Help Wanted

See GSoCProjectIdeas for a list more tailored to students taking part in Google's Summer of Code.

This page is intended to list possible projects for somebody who's interested in getting involved with Xapian development, but who isn't intimately familiar with code yet (if you're a Xapian guru, you'll have to think up your own projects, or take a look at the  bug database.

Some of these projects would benefit from special skills in other areas (for example, experience with a scripting language is required to produce decent bindings for it).

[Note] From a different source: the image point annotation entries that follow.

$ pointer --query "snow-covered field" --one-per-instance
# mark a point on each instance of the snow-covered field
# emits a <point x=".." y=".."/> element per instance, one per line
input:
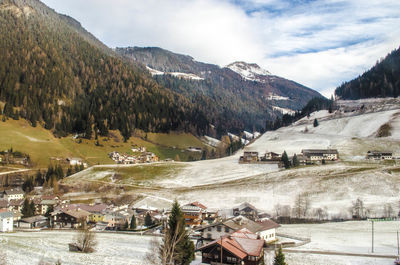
<point x="23" y="248"/>
<point x="223" y="183"/>
<point x="350" y="237"/>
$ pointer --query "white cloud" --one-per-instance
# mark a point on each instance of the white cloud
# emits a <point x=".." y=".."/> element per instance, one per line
<point x="317" y="43"/>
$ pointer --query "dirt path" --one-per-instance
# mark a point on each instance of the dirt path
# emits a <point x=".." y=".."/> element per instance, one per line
<point x="14" y="171"/>
<point x="339" y="253"/>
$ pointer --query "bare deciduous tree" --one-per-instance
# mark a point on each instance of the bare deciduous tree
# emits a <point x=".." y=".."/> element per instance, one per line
<point x="358" y="210"/>
<point x="86" y="240"/>
<point x="302" y="206"/>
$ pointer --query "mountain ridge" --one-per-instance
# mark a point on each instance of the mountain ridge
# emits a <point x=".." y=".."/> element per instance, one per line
<point x="249" y="96"/>
<point x="382" y="80"/>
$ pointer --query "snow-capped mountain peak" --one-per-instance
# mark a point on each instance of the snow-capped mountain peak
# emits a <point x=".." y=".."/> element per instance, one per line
<point x="251" y="72"/>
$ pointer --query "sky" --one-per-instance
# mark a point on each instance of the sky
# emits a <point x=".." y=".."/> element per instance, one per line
<point x="318" y="43"/>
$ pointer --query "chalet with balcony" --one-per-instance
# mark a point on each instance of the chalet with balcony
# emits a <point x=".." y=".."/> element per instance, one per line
<point x="317" y="155"/>
<point x="249" y="157"/>
<point x="379" y="155"/>
<point x="242" y="247"/>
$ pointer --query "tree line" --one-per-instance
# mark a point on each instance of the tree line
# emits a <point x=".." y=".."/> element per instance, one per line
<point x="52" y="76"/>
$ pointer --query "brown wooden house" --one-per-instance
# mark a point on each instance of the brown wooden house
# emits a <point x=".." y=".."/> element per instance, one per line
<point x="242" y="247"/>
<point x="69" y="218"/>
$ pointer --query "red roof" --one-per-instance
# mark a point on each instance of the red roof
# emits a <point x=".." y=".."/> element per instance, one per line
<point x="268" y="224"/>
<point x="242" y="243"/>
<point x="198" y="205"/>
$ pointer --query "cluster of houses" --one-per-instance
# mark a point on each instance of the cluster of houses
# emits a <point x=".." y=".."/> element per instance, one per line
<point x="306" y="157"/>
<point x="231" y="236"/>
<point x="379" y="155"/>
<point x="143" y="157"/>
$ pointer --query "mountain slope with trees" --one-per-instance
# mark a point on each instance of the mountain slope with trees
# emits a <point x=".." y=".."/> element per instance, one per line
<point x="382" y="80"/>
<point x="232" y="101"/>
<point x="54" y="72"/>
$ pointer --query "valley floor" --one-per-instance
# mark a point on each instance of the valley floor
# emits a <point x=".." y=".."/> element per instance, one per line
<point x="350" y="237"/>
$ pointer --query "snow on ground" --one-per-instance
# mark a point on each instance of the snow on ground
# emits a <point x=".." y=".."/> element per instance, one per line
<point x="248" y="71"/>
<point x="175" y="74"/>
<point x="284" y="110"/>
<point x="273" y="96"/>
<point x="212" y="141"/>
<point x="354" y="237"/>
<point x="23" y="248"/>
<point x="223" y="183"/>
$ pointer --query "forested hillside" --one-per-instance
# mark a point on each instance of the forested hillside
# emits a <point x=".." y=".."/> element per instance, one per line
<point x="55" y="73"/>
<point x="382" y="80"/>
<point x="231" y="102"/>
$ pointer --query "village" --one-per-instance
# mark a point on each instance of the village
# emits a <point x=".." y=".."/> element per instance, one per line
<point x="143" y="157"/>
<point x="243" y="231"/>
<point x="308" y="157"/>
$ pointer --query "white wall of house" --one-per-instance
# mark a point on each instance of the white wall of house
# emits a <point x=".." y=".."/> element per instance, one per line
<point x="18" y="196"/>
<point x="6" y="224"/>
<point x="214" y="233"/>
<point x="268" y="235"/>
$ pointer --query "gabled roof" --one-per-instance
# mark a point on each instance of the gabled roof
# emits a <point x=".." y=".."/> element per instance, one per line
<point x="16" y="202"/>
<point x="96" y="208"/>
<point x="268" y="224"/>
<point x="246" y="205"/>
<point x="3" y="203"/>
<point x="198" y="205"/>
<point x="240" y="222"/>
<point x="319" y="151"/>
<point x="4" y="215"/>
<point x="48" y="202"/>
<point x="242" y="243"/>
<point x="34" y="219"/>
<point x="77" y="213"/>
<point x="13" y="192"/>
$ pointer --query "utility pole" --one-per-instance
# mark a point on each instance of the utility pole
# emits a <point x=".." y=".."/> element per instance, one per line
<point x="398" y="250"/>
<point x="221" y="250"/>
<point x="372" y="236"/>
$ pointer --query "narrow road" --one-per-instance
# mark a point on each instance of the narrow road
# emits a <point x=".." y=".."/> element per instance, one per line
<point x="14" y="171"/>
<point x="339" y="253"/>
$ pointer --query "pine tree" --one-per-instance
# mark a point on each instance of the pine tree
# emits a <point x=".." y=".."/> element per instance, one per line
<point x="133" y="222"/>
<point x="285" y="160"/>
<point x="25" y="211"/>
<point x="148" y="221"/>
<point x="295" y="161"/>
<point x="316" y="123"/>
<point x="279" y="258"/>
<point x="176" y="248"/>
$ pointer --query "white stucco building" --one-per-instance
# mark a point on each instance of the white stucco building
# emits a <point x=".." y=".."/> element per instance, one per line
<point x="6" y="222"/>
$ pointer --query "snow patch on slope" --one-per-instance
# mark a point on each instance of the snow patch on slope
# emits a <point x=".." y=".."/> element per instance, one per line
<point x="283" y="110"/>
<point x="251" y="72"/>
<point x="273" y="96"/>
<point x="188" y="76"/>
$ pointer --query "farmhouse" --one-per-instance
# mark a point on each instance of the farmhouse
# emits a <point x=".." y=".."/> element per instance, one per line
<point x="33" y="222"/>
<point x="315" y="155"/>
<point x="249" y="157"/>
<point x="71" y="218"/>
<point x="266" y="229"/>
<point x="6" y="222"/>
<point x="75" y="161"/>
<point x="14" y="194"/>
<point x="193" y="213"/>
<point x="379" y="155"/>
<point x="242" y="247"/>
<point x="271" y="156"/>
<point x="247" y="210"/>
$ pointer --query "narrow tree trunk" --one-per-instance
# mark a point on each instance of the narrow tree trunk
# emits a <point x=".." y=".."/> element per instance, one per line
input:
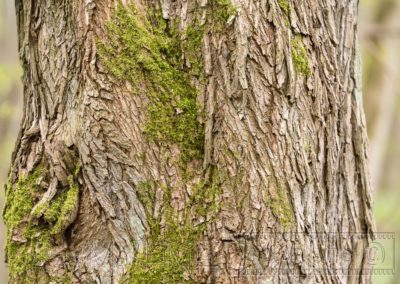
<point x="178" y="146"/>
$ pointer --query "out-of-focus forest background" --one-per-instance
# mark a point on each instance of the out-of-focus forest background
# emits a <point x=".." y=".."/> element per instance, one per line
<point x="380" y="43"/>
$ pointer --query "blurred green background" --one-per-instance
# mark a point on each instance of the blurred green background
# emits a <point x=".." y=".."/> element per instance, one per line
<point x="380" y="42"/>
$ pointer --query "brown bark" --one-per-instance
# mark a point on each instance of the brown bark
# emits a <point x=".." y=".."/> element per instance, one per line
<point x="284" y="127"/>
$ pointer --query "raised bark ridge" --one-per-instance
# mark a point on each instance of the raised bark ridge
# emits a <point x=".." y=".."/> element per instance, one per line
<point x="277" y="91"/>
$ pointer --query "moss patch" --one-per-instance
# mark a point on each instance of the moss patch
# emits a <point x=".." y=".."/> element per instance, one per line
<point x="161" y="62"/>
<point x="149" y="57"/>
<point x="280" y="206"/>
<point x="300" y="56"/>
<point x="284" y="5"/>
<point x="30" y="234"/>
<point x="170" y="256"/>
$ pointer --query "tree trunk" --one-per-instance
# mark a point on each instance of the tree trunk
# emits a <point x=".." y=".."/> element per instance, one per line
<point x="176" y="142"/>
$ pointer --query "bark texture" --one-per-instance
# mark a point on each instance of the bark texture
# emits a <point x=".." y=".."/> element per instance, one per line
<point x="284" y="145"/>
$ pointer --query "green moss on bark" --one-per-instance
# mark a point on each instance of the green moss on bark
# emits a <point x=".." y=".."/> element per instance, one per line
<point x="280" y="206"/>
<point x="149" y="57"/>
<point x="30" y="232"/>
<point x="300" y="57"/>
<point x="170" y="256"/>
<point x="284" y="5"/>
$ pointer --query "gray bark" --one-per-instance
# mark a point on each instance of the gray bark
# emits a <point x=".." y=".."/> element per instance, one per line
<point x="283" y="123"/>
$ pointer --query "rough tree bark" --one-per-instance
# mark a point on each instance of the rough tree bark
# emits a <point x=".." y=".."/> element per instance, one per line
<point x="111" y="167"/>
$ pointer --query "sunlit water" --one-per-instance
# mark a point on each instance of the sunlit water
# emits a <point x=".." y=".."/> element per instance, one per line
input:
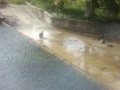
<point x="25" y="66"/>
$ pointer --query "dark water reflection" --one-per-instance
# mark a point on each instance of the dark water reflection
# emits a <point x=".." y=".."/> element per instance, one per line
<point x="25" y="66"/>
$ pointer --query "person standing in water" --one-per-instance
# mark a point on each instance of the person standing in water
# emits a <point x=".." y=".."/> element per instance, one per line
<point x="41" y="34"/>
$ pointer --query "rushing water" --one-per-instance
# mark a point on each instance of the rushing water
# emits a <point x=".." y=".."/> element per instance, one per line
<point x="25" y="66"/>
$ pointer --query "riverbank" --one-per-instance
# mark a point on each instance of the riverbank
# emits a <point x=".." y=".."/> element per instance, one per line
<point x="87" y="54"/>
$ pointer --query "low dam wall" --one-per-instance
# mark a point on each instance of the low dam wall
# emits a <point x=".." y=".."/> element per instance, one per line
<point x="111" y="31"/>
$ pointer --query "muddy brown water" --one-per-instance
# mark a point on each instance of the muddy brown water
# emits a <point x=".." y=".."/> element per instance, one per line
<point x="85" y="53"/>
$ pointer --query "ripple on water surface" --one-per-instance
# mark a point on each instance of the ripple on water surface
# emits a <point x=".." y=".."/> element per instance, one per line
<point x="25" y="66"/>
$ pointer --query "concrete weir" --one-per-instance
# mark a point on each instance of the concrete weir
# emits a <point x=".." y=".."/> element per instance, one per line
<point x="110" y="30"/>
<point x="26" y="66"/>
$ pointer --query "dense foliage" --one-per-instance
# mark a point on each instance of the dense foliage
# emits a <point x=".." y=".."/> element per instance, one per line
<point x="93" y="10"/>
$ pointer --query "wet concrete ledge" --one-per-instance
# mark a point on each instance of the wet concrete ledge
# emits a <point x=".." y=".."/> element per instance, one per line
<point x="110" y="30"/>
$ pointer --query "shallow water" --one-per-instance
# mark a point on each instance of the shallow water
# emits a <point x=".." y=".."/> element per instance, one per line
<point x="25" y="66"/>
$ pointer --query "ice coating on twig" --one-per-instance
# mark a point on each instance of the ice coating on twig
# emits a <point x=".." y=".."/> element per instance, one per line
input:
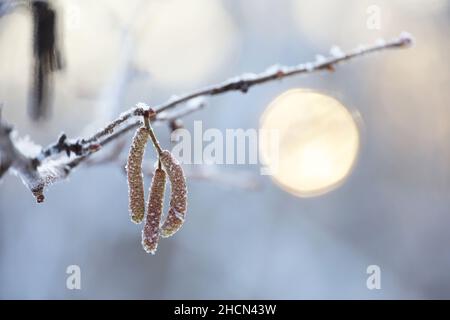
<point x="134" y="175"/>
<point x="178" y="197"/>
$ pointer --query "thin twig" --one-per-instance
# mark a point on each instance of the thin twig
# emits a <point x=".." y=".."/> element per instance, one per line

  • Add classes which provide more choice of weighting schemes (e.g. the  Divergence from Randomness family of weighting schemes, and the traditional tf/idf schemes, such as those supported by  SMART), and investigate how they compare for speed and retrieval effectiveness with BM25. An efficient implementation may require keeping track of some extra statistics in the database.
  • Add a xapian-core feature to pull out the best N sentences/phrases from a string which contain terms from a specified list. Write an OmegaScript command to wrap this, and add an option to omindex to allow larger samples to be stored in the sample field. Then we can show a dynamic sample with matching terms in context. See also FAQ/Snippets.
  • Currently Omega's omindex needs to run an external program to index most formats (the exceptions are HTML, plain text, and uncompressed AbiWord documents). Some of these external programs are available as shared libraries, and using these instead would avoid the overhead of running an external filter and so speed up indexing. An obvious first target is a zipfile library instead of unzip.

Ideally we should load the libraries dynamically and if they aren't available disable those formats (similarly to how we currently do if the filter programs aren't available). It would be fine to just link directly against zlib though, as xapian-core already requires that. Also, requiring a zipfile reading library would probably be reasonable, as it's something many systems will probably already have and a number of modern formats are based on a zipfile container (e.g. OpenDocument format).

  • Implement bindings for Xapian in another language, ideally using  SWIG. Currently we have pretty decent support for Python, PHP, Tcl, C#, Perl, and Ruby, though we could do with support from a user of C# or Ruby to help maintain those bindings better. The hand-coded JNI bindings for Java have fallen behind the current C++ API, because they are too much work to update by hand. We have some partially done SWIG-based Java bindings, which are much easier to keep up to date, but need input from someone with Java experience. Someone has been working on  Pike bindings.
  • Some of the bindings would benefit from a more "idiomatic" wrapping. For example, wrapping the C++ iterators as PHP iterators; eliminating SWIG's "SWIGTYPE" default wrappers in C#. This needs someone who understands the language concerned well enough to understand what looks "right" in an API for it.
  • Add the ability to introspect on Query objects (see issue #159). This would allow queries generated by the query parser to be investigated and modified, and would be helpful in various scenarios. The trickiest bit is probably working out a suitable API - for this, you'd need to discuss possible APIs with the other developers on IRC or the mailing lists. It's probably a good task for a beginner, being fairly small and self-contained.
  • Improvements to spelling correction. The currently spelling correction feature is useful for many users, but there is scope for improvement. For example, currently corrections aren't offered if the word is also misspelled in a document (#225), only a single suggested correction is available via the API, and no regard is given to other words in the query when ranking possible corrections. There are no doubt other aspects too.